ケータイ小説は文学か』(石原千秋 ちくまプリマー新書)を読みました。実際ケータイ小説が文学であろうとなかろうと、僕はあまり興味ありません。少女小説やコバルト文庫の流れに乗せられるものなのか、ライトノベルとの接近は今後ありうるのか、といったところが僕の興味です。

本書では「ケータイ小説は文学か」という問が意味をなさないことを指摘し、「ケータイ小説が文学への入り口になってくれればそれでいい」という言い草の欺瞞性を説き、「リアル」と「リアリティ」の区別をして、ケータイ小説の「少女的リアル」を指摘しています。結論としてはケータイ小説はポスト=ポスト・モダン小説という見地が見られるとのこと。

とまあ、あまり面白可笑しくない本だったのですが、ちくまプリマー新書でロラン・バルトとかジャン・ボードリヤールとか、ミシェル・フーコーとか持ち出して議論を進めるのには、編集部のストップがかからなかったのが不思議です。

でもケータイ小説のアイテムが列記されているところには感心しました。
・「誤配」が恋の特徴である(誤った相手と結ばれること)
・レイプされた少女は自分を「汚い」と感じること
・「中途半端」な態度が一番責められること
・「未練」が物語を複雑にすること
・告白することに重要な意味があること
・男には女を守る義務があること

ポスト=ポスト・モダンですが、筆者はフーコーの「真実のディスクール」や「パレーシア」という概念を取って論じています。

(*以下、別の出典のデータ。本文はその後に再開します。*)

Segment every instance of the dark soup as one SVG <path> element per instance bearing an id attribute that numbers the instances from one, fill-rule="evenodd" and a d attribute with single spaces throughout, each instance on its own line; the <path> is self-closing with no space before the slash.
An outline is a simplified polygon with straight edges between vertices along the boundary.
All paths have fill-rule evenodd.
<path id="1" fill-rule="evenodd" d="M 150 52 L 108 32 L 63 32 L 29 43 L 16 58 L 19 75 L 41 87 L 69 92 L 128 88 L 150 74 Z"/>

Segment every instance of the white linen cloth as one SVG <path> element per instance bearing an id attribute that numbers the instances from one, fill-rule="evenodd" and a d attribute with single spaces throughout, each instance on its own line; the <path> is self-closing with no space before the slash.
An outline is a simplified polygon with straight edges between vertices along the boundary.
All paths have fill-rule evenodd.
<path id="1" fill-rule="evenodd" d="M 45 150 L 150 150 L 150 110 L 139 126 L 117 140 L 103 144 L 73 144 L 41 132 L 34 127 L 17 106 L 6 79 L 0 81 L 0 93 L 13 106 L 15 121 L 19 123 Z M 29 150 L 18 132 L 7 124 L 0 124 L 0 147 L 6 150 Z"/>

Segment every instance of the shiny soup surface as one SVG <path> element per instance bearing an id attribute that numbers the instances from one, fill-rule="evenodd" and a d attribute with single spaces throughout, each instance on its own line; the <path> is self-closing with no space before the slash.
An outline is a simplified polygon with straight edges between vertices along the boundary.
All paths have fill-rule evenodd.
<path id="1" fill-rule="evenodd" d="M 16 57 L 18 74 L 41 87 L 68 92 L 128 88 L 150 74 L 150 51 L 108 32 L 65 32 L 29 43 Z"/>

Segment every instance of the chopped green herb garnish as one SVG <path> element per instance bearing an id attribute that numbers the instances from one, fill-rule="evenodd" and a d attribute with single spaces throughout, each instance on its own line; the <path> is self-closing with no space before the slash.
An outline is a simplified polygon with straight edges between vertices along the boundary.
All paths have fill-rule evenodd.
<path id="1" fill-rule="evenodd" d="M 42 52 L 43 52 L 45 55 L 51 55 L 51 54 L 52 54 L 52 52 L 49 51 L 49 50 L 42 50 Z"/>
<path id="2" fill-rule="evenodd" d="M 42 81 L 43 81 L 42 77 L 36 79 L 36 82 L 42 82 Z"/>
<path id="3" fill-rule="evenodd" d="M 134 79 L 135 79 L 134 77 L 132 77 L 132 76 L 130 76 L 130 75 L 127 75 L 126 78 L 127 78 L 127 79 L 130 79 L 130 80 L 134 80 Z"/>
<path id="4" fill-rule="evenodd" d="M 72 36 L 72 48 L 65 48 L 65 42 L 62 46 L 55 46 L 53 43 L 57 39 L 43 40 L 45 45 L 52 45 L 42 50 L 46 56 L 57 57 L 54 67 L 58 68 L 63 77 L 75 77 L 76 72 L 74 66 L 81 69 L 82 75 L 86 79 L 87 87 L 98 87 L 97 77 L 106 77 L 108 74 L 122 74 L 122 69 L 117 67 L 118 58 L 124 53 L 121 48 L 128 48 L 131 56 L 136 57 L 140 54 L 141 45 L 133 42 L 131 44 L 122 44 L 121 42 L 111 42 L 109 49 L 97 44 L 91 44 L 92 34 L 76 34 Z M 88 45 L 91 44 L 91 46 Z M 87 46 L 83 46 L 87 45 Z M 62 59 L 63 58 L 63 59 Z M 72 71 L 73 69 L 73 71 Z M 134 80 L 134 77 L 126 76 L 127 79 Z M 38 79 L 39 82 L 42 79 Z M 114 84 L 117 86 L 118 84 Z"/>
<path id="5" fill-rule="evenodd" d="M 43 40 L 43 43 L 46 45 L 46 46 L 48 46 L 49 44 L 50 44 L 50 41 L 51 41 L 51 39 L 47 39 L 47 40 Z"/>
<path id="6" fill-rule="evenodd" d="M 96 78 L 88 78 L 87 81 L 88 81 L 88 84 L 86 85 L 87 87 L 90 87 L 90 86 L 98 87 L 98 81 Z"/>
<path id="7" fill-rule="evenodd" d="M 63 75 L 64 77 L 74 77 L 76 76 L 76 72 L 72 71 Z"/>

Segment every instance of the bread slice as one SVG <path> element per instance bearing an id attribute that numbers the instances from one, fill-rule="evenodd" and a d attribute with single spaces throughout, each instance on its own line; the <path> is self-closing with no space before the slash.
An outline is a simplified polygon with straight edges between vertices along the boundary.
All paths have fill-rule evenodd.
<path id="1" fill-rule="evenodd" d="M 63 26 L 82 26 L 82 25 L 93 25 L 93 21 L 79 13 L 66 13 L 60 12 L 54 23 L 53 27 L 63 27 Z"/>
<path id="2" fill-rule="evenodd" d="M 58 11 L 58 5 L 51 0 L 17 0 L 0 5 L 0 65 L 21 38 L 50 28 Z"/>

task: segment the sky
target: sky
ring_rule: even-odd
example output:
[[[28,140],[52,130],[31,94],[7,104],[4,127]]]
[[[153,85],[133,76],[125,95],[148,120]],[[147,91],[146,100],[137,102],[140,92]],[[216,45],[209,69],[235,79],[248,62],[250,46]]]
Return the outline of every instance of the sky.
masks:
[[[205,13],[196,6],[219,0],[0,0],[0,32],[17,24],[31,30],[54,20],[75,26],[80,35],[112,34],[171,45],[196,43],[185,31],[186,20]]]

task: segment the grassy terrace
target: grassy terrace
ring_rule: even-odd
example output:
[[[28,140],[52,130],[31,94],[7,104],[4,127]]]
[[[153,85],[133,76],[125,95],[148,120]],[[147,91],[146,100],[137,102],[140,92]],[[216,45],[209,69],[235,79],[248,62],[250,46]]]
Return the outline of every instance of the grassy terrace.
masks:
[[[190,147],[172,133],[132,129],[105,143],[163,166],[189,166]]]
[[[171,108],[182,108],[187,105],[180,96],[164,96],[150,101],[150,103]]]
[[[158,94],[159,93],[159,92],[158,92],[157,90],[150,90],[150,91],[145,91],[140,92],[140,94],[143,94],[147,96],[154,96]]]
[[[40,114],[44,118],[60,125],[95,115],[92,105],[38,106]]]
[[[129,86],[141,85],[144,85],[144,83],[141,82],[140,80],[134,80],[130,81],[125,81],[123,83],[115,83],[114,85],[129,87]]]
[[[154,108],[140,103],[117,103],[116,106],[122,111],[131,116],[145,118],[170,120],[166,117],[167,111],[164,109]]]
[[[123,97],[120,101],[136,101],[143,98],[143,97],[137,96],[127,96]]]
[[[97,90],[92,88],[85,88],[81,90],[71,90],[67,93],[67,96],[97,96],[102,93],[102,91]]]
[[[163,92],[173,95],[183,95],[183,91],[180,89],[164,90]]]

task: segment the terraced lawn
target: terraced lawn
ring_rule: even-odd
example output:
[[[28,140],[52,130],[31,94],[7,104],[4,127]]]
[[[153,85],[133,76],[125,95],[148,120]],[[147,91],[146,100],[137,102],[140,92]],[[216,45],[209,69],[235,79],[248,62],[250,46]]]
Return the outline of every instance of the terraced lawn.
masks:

フーコーは、性に関する言説がその人の「真実のディスクール」となったのが近代という時代である、といっています。そして自分だけの真理を語ることによって普遍的な真理を相対化・複数化・多元化するのが「パレーシア」です。ケータイ小説では自分の体験という真実・真理を元に書かれたことにされていますが、そこで性に対して働いていた「真実のディスクール」が空洞化して「パレーシア」の複数性を失ってしまった、というところからポスト=ポスト・モダンとしています。

ちょっと穿ちすぎじゃないですかね。議論のための議論という感じがして、僕は納得できませんでした。